In recent years, the number of uninsured motorists in the United States has been on the rise. A new study shows that the recession will likely cause a dramatic increase by 2010. Some states, including Oklahoma, already have a large number of uninsured drivers.
A new study by the Insurance Research Council of Malvern, PA reported that approximately 24 percent of Oklahoma drivers are uninsured. The study was conducted using last years insurance claims made by individuals who were hit by uninsured drivers and resulted in injuries. Other states with the most uninsured drivers are New Mexico, 29 percent; Mississippi, 28 percent; Alabama, 26 percent; and Florida, 23 percent. The five states with the lowest uninsured driver estimates were Massachusetts, 1 percent; Maine, 4 percent; North Dakota, 5 percent; New York 5 percent; and Vermont, 6 percent.
Another study has found that the number of uninsured motorists is linked to unemployment. Based on unemployment rates, researchers estimated the number of uninsured motorists will continue to increase until the recession ends.

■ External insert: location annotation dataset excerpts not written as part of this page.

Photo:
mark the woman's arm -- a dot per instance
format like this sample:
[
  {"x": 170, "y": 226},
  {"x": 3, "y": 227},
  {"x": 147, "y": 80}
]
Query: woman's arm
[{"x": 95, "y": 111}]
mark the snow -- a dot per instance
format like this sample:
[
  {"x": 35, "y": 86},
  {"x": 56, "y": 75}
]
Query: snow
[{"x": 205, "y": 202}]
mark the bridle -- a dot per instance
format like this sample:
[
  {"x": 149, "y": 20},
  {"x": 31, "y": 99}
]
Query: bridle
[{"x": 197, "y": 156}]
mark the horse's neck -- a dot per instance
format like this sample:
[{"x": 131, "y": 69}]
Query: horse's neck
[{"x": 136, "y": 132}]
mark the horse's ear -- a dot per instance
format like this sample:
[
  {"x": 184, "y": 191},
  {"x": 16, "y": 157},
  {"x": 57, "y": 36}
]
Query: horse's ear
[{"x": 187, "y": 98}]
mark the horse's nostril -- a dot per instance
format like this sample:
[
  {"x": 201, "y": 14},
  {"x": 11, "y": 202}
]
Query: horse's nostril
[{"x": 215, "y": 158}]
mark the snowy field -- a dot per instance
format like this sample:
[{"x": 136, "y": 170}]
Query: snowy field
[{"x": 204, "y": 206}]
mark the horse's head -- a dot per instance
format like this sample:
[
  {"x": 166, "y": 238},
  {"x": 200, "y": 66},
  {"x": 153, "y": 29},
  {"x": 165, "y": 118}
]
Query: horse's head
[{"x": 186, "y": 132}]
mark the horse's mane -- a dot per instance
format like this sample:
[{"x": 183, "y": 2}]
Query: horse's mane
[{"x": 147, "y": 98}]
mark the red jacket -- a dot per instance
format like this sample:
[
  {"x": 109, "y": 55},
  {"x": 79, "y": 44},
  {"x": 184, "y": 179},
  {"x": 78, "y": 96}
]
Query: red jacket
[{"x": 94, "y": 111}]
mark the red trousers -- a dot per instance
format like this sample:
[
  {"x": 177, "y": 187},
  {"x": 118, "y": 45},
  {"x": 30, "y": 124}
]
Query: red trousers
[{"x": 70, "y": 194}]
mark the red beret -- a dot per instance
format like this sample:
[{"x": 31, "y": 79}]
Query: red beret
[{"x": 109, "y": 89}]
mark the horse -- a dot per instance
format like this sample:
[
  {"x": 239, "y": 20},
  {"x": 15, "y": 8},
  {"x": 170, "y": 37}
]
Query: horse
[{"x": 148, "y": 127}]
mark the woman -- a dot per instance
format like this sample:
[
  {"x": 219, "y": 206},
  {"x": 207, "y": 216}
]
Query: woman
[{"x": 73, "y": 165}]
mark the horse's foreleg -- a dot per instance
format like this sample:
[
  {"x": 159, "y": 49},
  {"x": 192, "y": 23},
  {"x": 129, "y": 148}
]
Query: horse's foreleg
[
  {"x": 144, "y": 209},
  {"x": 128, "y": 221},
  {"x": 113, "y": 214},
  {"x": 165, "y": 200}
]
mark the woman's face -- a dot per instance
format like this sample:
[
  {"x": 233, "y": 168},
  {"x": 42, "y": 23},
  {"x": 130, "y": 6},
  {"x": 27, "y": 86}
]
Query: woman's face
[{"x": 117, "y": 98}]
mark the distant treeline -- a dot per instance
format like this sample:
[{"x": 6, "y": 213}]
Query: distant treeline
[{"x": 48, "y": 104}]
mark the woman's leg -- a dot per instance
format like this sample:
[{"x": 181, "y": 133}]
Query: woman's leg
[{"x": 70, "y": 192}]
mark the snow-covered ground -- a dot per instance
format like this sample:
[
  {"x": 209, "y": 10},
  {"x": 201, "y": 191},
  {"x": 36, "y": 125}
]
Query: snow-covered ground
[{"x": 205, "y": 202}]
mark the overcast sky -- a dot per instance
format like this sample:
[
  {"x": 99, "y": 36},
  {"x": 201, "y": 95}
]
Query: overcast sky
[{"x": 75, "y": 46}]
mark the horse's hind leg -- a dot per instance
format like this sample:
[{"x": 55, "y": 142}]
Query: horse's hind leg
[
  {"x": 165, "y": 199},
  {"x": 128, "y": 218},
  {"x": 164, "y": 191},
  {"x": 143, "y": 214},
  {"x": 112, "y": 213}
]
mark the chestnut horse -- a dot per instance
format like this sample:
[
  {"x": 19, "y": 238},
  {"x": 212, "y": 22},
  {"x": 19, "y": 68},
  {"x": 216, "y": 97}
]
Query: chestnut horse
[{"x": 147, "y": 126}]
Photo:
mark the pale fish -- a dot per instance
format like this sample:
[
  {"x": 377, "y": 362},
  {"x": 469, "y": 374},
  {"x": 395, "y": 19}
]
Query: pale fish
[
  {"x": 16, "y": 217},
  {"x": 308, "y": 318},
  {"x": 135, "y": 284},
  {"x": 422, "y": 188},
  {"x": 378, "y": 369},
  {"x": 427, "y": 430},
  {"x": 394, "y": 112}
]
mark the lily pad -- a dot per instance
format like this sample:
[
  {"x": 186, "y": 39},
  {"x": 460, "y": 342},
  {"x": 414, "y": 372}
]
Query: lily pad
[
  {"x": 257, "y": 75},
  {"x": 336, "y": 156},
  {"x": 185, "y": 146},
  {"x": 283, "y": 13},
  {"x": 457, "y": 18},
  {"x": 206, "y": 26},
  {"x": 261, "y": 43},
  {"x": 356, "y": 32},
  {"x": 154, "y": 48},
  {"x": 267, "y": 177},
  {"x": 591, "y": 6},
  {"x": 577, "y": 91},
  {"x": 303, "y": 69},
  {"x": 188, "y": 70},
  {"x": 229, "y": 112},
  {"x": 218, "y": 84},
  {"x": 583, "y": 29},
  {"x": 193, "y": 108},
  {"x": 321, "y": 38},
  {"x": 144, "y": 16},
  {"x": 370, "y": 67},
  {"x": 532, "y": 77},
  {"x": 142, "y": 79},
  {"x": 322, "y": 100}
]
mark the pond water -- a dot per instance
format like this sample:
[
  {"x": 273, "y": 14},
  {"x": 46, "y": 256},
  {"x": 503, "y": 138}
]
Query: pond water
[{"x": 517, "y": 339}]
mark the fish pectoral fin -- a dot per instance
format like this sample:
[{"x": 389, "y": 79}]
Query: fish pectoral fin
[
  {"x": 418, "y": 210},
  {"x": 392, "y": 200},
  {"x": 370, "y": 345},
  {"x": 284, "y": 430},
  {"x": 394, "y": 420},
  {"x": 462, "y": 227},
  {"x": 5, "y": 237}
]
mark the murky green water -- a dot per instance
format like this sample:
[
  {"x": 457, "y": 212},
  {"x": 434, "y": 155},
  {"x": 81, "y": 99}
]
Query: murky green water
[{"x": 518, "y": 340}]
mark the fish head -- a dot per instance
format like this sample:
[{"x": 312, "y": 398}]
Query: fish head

There are several ways to prevent the increasing amount of uninsured motorists. Some consumers advocate giving financial aid to low-income drivers. For example, some counties in California started a low-cost auto insurance pilot program in 1999. It was later extended to the entire state in 2007. Thanks to the program, a family of four earning less than $53,000 a year can now get an affordable insurance policy. The cost of insurance can be as low as under $400 a year. There are also other methods that can help reduce the price of insurance. For example, raising deductibles, reducing coverage, and keeping only one or two cars per household.